Figure 7. Effects of AGS synergistic CTX on Bcl-2, Bax and cleaved-Caspase-3 in S180 tumor-bearing mice (n = 8). (A) The protein expression levels of Bcl-2, Bax and cleaved-Caspase-3 were detected by Western blotting. (B) The relative Bcl-2 expression level. (C) The relative Bax expression level. (D) The relative cleaved-Caspase-3 expression level. Values are presented as mean ± SD. vs. model group, *P < 0.05, **P < 0.01, ***P < 0.001; vs. CTX group, &P < 0.05, &&P < 0.01, &&&P < 0.001.
Effect of AGS-H Synergistic CTX/2 on Tumor Inhibition and Immune Indices
The tumor weight in the model group was more than 1 g, indicating that S180 tumor-bearing mice were successfully inoculated. Compared with the model group, the CTX, AGS-L and AGS-H groups had significantly reduced tumor weight and inhibited tumor growth (P < 0.05, P < 0.001). CTX/2+AGS-HL or AGS-HH significantly reduced tumor weight (Figures 8A,B). The spleen and white blood cells are an important part of the immune system and protect the body from infectious diseases and pathogens. Compared with the normal group, the number of white blood cells significantly increased, and the levels of the immune factors IL-2 and IL-10 were significantly decreased in the model group (P < 0.05, P < 0.01, P < 0.001). CTX significantly reduced white blood cell counts, spleen index and IL-10 levels in mice (P < 0.01).
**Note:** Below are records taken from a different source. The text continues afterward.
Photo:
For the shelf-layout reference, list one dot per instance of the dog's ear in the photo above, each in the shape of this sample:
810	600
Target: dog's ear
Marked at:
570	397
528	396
Compared with the CTX group, AGS-HL, AGS-HH and CTX/2+AGS-HL or HH significantly increased the white blood cell count and serum IL-10 content (P < 0.05, P < 0.01, P < 0.001). AGS-HL, AGS-HH and CTX/2+AGS-HH increased the spleen index (P < 0.05, P < 0.01). AGS-HH significantly increased IL-2 levels (P < 0.001). These results suggest that AGS-H can improve the development of immune organs in tumor-bearing mice, upregulate the number of white blood cells to enhance cellular immunity, and regulate the effects of the immune factors IL-2 and IL-10.
Figure 8. Effects of CTX/2 + AGS-H on tumor inhibition and immune indexes (n = 8). (A) Tumor image. (B) Tumor weight. (C) Tumor inhibition rate. (D) The white blood cells count. (E) Spleen index. (F) The content of IL-2. (G) The content of IL-10. Values are presented as mean ± SD. vs. normal group, ##P < 0.01; vs. model group, *P < 0.05, **P < 0.01, ***P < 0.001; vs. CTX group, &P < 0.05 &&P < 0.01, &&&P < 0.001.
Effects of AGS-H Synergistic CTX/2 on Lymphocyte Subsets of S180 Tumor-Bearing Mice
In Figure 9, compared with the normal group, we observed that the CD4+/CD8+ T cell ratio was significantly decreased, and the content of CD4+CD25+ T cells was significantly increased in the model and CTX groups (P < 0.05, P < 0.001). Compared with the CTX group, AGS-HH and AGS-HH synergistic CTX/2 treatment slightly enhanced CD4+/CD8+ (P < 0.05). Treatment with AGS-HL and AGS-HH caused a significant decrease of CD4+CD25+ (P < 0.001). Treatment with AGS-HL or AGS-HH synergistic CTX/2 caused a significant decrease in CD4+CD25+ (P < 0.001). These results indicated that the AGS-H synergistic with CTX/2 administration group could restore the damaged T lymphocyte subsets of the spleen.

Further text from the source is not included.